Photo: Nicolae Stoian
Some rivalries are natural: Geography, time or success push two franchises and fan bases up against each other like tectonic plates.
Portland and Vancouver could have been 3000 miles apart when they were awarded MLS franchises for the 2011 season and there still would be a rivalry there. You come into the league with someone else, you want to get better faster than them, achieve more than them, and – most of all – beat them head to head.
And how many Philadelphians need a lousy interstate to show us how close Washington, DC and New York are to the City of Brotherly Love? If you find a nice, quiet place in Philly at night you can hear the echoes of thousands of New Yorkers telling each other how cool New York is as they pay $10 for their Yuenglings. Echoes are something DC fans are familiar with since they regularly leave two-thirds of their (American) football stadium empty for home games.
Arrival time and location are the two most common sources of rivalries, but the Philadelphia Union have been hard at work nurturing animosities with less likely suitors.
In dealing Philly its first playoff loss (and, in the process, diving like there was buried gold under Robertson Stadium), the Dynamo can expect a somewhat hostile reception when they arrive at PPL Park in late September. The Picasso-like renderings of a formation that Peter Nowak unleashed on the MLS playoffs allowed Houston to boss around the normally-stout Union defense in the first leg while the team’s inexperience and overall confusion as to what exactly everyone was supposed to be doing in leg two let a golden opportunity slip from Philadelphia’s grasp.
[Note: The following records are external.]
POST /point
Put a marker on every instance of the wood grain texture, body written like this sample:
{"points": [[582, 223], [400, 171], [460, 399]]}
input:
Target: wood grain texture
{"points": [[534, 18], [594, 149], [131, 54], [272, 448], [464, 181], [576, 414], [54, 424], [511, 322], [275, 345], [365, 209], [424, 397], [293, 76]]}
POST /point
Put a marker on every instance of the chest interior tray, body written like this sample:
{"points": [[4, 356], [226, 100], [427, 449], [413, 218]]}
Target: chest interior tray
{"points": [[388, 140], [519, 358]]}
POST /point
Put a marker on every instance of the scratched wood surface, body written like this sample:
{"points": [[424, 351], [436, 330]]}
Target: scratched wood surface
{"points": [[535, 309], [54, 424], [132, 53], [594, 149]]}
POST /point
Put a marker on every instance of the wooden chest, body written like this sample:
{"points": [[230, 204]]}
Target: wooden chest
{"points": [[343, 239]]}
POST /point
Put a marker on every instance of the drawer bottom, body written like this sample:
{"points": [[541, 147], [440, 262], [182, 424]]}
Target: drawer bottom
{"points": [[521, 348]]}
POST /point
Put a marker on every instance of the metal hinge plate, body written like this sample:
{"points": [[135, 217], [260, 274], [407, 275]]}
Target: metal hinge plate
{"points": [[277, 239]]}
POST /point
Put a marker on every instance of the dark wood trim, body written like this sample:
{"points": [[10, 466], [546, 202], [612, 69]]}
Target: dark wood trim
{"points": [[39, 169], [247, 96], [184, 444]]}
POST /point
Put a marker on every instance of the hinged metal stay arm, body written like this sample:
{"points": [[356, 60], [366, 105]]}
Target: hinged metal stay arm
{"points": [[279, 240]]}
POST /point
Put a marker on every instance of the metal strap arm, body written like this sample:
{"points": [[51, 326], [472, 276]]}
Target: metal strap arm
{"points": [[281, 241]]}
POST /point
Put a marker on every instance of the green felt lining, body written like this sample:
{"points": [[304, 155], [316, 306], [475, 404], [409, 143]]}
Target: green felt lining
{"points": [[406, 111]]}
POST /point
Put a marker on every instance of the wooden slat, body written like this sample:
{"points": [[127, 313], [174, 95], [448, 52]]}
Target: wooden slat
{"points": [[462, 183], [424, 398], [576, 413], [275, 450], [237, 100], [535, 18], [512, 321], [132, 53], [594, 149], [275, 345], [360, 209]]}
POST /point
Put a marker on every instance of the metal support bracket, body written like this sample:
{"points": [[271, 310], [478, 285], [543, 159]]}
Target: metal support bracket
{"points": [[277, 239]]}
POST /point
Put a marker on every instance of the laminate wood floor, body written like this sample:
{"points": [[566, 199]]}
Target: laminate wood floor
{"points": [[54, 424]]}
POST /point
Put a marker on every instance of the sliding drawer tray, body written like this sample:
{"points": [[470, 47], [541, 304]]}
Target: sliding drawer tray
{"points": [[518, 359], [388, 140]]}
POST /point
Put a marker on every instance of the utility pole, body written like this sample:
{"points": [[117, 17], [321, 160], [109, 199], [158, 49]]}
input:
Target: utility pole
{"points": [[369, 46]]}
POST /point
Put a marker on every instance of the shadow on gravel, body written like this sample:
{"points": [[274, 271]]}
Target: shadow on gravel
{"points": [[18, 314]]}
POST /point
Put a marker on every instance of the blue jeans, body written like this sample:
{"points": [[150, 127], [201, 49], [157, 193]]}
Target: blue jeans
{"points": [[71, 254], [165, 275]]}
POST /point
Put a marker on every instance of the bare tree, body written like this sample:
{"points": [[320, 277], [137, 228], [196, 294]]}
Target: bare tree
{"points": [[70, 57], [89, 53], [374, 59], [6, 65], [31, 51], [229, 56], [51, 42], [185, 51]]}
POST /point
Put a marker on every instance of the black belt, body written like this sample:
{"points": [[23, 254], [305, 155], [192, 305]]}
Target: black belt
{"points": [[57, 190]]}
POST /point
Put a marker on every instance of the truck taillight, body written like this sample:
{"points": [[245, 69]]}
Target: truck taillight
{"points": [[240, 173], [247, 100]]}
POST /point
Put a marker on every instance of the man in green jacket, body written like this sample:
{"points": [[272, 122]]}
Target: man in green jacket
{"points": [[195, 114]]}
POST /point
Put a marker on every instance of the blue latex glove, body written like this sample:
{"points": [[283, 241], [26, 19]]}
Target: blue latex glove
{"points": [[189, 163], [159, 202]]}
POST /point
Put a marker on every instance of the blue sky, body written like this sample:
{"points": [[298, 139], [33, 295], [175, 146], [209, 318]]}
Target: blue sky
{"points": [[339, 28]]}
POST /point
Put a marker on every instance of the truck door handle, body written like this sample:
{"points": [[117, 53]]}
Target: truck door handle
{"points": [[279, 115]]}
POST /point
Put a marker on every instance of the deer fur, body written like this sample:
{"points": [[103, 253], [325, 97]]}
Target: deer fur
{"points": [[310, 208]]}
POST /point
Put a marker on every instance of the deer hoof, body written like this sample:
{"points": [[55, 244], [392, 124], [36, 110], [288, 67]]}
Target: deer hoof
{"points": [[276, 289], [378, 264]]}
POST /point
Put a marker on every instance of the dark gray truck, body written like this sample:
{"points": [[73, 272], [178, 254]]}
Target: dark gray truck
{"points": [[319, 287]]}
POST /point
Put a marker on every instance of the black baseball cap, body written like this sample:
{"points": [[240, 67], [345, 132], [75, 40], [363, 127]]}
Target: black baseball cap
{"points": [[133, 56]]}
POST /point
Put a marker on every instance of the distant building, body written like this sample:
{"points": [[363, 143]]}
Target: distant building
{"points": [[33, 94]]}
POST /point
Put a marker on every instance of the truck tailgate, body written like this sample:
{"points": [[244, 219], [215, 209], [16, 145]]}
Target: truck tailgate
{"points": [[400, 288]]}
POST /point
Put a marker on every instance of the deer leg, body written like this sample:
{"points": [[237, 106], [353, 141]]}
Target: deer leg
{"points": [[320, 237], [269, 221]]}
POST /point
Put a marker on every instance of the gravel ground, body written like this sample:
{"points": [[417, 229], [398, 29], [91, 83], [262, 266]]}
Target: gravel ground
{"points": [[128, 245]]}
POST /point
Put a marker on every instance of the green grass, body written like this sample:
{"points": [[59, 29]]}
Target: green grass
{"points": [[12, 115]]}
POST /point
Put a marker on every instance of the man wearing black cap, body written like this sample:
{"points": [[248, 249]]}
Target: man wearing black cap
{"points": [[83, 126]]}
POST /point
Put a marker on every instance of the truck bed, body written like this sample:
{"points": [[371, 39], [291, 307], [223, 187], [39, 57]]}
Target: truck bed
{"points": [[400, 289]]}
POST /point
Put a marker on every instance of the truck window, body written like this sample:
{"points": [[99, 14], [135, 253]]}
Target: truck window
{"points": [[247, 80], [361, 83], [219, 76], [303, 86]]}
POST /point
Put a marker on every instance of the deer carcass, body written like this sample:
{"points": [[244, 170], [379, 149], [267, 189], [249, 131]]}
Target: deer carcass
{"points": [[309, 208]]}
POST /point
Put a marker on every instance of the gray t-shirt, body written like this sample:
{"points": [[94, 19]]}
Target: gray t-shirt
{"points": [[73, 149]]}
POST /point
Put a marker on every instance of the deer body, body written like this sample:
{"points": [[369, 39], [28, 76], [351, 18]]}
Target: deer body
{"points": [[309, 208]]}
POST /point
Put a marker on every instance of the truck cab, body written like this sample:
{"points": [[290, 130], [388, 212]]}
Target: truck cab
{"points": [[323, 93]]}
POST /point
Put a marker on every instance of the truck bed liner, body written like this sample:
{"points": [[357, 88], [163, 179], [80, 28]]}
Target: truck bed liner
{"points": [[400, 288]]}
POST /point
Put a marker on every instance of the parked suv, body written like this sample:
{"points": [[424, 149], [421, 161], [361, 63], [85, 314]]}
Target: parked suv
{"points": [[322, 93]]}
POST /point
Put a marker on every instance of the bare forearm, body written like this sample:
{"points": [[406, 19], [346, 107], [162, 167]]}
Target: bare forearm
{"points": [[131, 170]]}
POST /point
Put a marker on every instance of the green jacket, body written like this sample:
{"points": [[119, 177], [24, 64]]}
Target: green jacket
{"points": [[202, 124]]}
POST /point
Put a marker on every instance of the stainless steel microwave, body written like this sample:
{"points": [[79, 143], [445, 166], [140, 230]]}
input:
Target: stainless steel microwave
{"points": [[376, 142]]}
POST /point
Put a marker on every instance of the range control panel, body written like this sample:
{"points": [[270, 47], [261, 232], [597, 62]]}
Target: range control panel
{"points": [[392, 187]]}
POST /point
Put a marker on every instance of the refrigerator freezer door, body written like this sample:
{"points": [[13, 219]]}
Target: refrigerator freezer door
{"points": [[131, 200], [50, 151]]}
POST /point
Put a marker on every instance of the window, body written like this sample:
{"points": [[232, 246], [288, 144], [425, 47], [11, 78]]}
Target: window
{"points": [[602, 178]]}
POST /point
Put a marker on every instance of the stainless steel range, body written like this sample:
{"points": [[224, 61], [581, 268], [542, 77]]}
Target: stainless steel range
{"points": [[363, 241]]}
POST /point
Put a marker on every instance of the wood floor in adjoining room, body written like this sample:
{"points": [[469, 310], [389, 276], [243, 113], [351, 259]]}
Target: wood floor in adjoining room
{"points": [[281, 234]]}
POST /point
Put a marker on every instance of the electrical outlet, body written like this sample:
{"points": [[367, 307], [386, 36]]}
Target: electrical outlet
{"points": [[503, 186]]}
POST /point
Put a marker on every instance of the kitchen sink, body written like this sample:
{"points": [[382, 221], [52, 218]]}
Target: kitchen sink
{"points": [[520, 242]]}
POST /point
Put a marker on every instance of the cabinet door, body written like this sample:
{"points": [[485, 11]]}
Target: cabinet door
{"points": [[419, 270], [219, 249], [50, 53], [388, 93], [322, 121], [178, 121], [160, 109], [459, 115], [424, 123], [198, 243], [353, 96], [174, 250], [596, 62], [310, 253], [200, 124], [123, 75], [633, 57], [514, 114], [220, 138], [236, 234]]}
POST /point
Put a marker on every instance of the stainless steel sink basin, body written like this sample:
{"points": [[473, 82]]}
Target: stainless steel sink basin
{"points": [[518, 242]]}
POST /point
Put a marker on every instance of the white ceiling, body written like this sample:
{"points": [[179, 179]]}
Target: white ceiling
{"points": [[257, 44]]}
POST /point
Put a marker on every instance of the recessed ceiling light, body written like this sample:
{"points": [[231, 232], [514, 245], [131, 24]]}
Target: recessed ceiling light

Was it Houston’s fault? Aside from the sudden bouts of vertigo developed by Brian Ching and Danny Cruz, no. But they enter 2012 as the defending Eastern Conference champions, and that is a banner that could have been flying over PPL Park in 2012.
So yes, those Houston boys will hear it when they arrive in Chester this September.
There is something more to the Houston rivalry, a philosophical difference in how Dominic Kinnear and Peter Nowak approach the game. Kinnear has built a very successful system and brings in the players that fit. Peter Nowak has put together an undeniably talented team playing in a system that, at times, resembles a nightmarish game of Marco Polo. Add to this the tragic point of comparison that could easily become the Union’s stigma: Houston’s front office did what it had to do to make sure the face of the franchise wears orange until he hangs up his boots; in Philly a lot of people are trying to paste “McInerney” over “Le Toux.”
There were signs that the Union and the Whitecaps were watering the seeds of a rivalry in the first few minutes of Philadelphia’s 2011 home opener. Sebastien Le Toux is a fair play award winner, but Eric Hassli was out to show that not all Frenchman consider tackling a skill to be learned and used in moderation. Sent off before halftime, Hassli would have been an isolated villain on an otherwise nondescript Vancouver team
But then the Whitecaps started throwing around cash.
The first and less controversial move saw Jordan Harvey hop the border midseason. Apparently Vancouver had so much allocation money burning a hole in their pockets that Philadelphia just couldn’t turn them down. Harvey was a fan favorite and an all-around groovy guy, but few thought he was beyond replacing. Which was good, considering the team did not even try to replace him until the offseason.
Take our left back? Fine, fine. Our defense is strong enough to survive.
…Take our hero?
There isn’t anything inherently wrong about swooping in to capitalize on a sudden player-manager rift. But now Sebastien Le Toux is a Whitecap. And as much as we may wish Seba the best in his new digs, it will burn like hell to see Vancouver succeed behind the talents of Philly’s favorite Frenchman.
For fans, Whitecap success is going to feel like Derice Bannock in Cool Runnings. We will be lying on the dirt because some outside force tripped us, watching as someone less deserving takes advantage of our misfortune and wins the race.
DC and New York? Yeah, those are great rivalries. They come to our house, we drown them out. We go to their house, we drown them out. Proximity breeds a close and emotionally intense relationship. But for fans of history, for people who are watching this Union franchise grow and develop, these rivalries with more distant powers are the stuff of legend.
It starts with a Hassli red card, but in ten years all anybody remembers is that the Vancouver-Philadelphia match is a rough, physical and downright unfriendly affair that will rival any DC United game in intensity.
Only two years in, Philadelphia has earned a reputation as a team that never, ever gives in. That kind of attitude frustrates opponents. And frustrated opponents remember you. Who will the Union develop a rivalry with in 2012? My money is on Kansas City. What do you think?